The weather was turning out to be a perfect June gloom so it wasn’t hot and sunny like the forecast. The temperature was going to be in the mid-60s with some humidity. I took down a packet of Vespa right before I lined up in my starting corral. The starting line had lots of energy and was definitely living up to the Rock ‘n’ Roll theme! I was extra conscious about pacing in the beginning with a plan to start out at a pace that felt a little slow. I wanted to burn all my matches in the last 10 miles vs. being one of those runners that ends up walking in the end because they started too fast. I found a comfortable pace that was about 30-45 seconds faster than my MAF pace making sure I could easily breathe through my nose. The first 13.1 was pretty uneventful other than a quick bathroom stop at the halfway point. The only nutrition I took in was water and some Vespa (I planned to take one packet of Vespa every hour).

Back Half of Race:

This is where I started using my nutrition. I had a handheld with a coconut water chia seed slurry (see my last post for details) that I started sipping on just past the halfway point. I was feeling confident through mile 15 because my pace was steady and lots of people were walking by this time (probably because they started way too fast). At this point I was projecting my finish time to be around 3:50. Mile 18ish is when my legs started to feel it. Aerobically I was still feeling good but pace was slowing, the terrain was slightly uphill, and I was losing my form. Then I hit mile 21…which was basically when the course went up a mountain (maybe a slight exaggeration…but just slight…) for the next 1.5 miles…and this nearly crushed me. I knew I had a little cushion to break 4 hours (the top end of my goal) but it was getting dicey. I realized I couldn’t run up this mountain without completely blowing up so I felt forced to walk/jog as fast as possible.

Marathon Coure Profile

Marathon Course Profile

When I finally got to the top I knew I had to red-line it if I wanted to break 4 hours. There is a point in every marathon when it becomes all mental and this was that point for me.
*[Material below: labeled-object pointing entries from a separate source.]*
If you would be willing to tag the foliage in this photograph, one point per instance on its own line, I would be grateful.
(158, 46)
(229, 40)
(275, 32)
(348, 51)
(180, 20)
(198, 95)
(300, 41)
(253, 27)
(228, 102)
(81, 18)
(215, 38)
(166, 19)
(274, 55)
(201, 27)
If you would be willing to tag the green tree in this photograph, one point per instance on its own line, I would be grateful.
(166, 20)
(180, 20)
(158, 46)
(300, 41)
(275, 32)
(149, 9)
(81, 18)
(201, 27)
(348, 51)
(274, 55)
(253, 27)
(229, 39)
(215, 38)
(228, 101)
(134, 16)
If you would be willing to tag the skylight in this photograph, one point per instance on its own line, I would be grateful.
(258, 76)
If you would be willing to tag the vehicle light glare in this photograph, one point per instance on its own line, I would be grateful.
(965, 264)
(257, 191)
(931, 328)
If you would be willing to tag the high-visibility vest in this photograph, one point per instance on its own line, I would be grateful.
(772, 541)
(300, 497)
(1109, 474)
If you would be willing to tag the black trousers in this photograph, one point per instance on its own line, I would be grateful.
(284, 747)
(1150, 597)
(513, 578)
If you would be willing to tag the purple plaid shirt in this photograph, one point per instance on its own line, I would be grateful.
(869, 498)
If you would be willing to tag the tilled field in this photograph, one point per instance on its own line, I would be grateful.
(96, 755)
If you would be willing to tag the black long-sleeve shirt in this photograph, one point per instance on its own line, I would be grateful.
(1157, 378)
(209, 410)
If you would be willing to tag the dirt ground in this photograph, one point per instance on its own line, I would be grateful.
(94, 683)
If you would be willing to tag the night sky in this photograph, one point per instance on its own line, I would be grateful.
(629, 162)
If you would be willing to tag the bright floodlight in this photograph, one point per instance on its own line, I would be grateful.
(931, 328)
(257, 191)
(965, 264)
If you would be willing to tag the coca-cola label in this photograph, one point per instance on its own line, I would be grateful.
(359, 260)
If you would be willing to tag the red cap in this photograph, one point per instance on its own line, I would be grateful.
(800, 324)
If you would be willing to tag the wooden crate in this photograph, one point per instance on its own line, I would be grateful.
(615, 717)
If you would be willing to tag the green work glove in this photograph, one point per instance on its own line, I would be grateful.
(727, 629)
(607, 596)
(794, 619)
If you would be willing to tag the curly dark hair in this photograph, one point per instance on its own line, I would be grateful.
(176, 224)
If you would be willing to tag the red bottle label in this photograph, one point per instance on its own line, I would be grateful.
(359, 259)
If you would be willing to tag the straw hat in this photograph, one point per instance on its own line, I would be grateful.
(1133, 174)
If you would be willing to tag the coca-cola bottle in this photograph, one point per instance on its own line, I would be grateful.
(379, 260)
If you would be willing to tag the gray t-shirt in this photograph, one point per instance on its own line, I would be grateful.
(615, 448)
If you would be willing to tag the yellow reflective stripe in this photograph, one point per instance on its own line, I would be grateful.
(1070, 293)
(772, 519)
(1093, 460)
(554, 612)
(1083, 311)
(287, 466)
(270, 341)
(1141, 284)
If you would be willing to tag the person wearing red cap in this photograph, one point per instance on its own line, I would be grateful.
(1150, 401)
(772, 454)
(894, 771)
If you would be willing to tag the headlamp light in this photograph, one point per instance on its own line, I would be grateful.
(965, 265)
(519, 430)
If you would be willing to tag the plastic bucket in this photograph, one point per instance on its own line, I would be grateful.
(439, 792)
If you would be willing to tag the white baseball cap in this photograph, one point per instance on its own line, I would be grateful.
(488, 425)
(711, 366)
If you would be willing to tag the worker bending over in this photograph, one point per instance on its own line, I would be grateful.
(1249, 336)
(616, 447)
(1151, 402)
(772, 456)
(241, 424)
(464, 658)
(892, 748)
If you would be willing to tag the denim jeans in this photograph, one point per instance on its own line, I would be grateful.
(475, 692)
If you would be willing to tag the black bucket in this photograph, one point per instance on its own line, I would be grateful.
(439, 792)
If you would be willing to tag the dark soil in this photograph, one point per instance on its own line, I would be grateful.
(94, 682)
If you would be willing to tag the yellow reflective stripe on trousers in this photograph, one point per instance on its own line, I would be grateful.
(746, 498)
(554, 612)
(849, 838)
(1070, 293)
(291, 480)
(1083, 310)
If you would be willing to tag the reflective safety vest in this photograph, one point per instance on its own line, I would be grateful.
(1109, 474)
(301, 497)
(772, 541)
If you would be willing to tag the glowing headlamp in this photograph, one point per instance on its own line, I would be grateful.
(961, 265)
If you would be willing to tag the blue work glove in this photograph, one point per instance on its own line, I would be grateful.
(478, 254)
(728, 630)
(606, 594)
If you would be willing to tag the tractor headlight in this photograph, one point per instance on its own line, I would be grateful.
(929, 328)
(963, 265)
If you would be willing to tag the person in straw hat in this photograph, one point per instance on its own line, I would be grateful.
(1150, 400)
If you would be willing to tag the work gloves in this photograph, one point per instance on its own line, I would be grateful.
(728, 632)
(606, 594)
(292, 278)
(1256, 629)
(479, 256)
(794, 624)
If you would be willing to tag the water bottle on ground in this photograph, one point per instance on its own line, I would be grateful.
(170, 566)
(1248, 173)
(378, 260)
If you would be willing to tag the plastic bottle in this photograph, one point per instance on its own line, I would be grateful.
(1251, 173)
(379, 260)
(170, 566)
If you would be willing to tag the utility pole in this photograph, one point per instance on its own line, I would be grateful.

This is where having a reason and purpose for doing hard things is critical because you are going to need that when everything starts to hurt. It was weird…I don’t remember much between 23-25 other than trying to rest my eyes and take a nap while running. When I finally got downtown San Diego with about 1 to 1.5 miles left I knew it was going to be close. I was basically panic running at this point hoping the finish was around every turn. When I finally saw it I used everything left in the tank and crossed at 3:59:19…too close for comfort! I think the last 2-3 miles were the fastest of the entire day (going downhill definitely helped)!

Post Race:

After finishing it took every bit of energy to not sit down in the middle of the finish chute. I leaned on a barrier for a bit trying not to pass out. When I walked through the finish area I destroyed all the food they were handing out (chocolate milk, protein bars, chips, whatevs!). Walking around the finish area and biking home really helped my legs feel better. I spent the rest of the day moving around and helping my wife with errands/chores. Not only does staying active help with recovery but staying productive after an event (or long workout session) is key to keeping the family happy and getting approval to do more events in the future! I finally collapsed into bed exhausted at 8pm.

Key Learnings:

  1. I need to improve leg strength to help maintain form in the late stages of the race  strength training, longer tempo runs, and intervals/hill work.
  2. Pay more attention to course profile when training. I would have added some more hill work late in my long runs to prep for that last mountain climb.
  3. I still need to dial in my race nutrition because it felt a little too light (along with continuing to improve my aerobic system/fat burning). I’m also a really salty sweater apparently:



My time goal going into the race was 3:45 to 3:59. I’ve never broken a four-hour marathon before!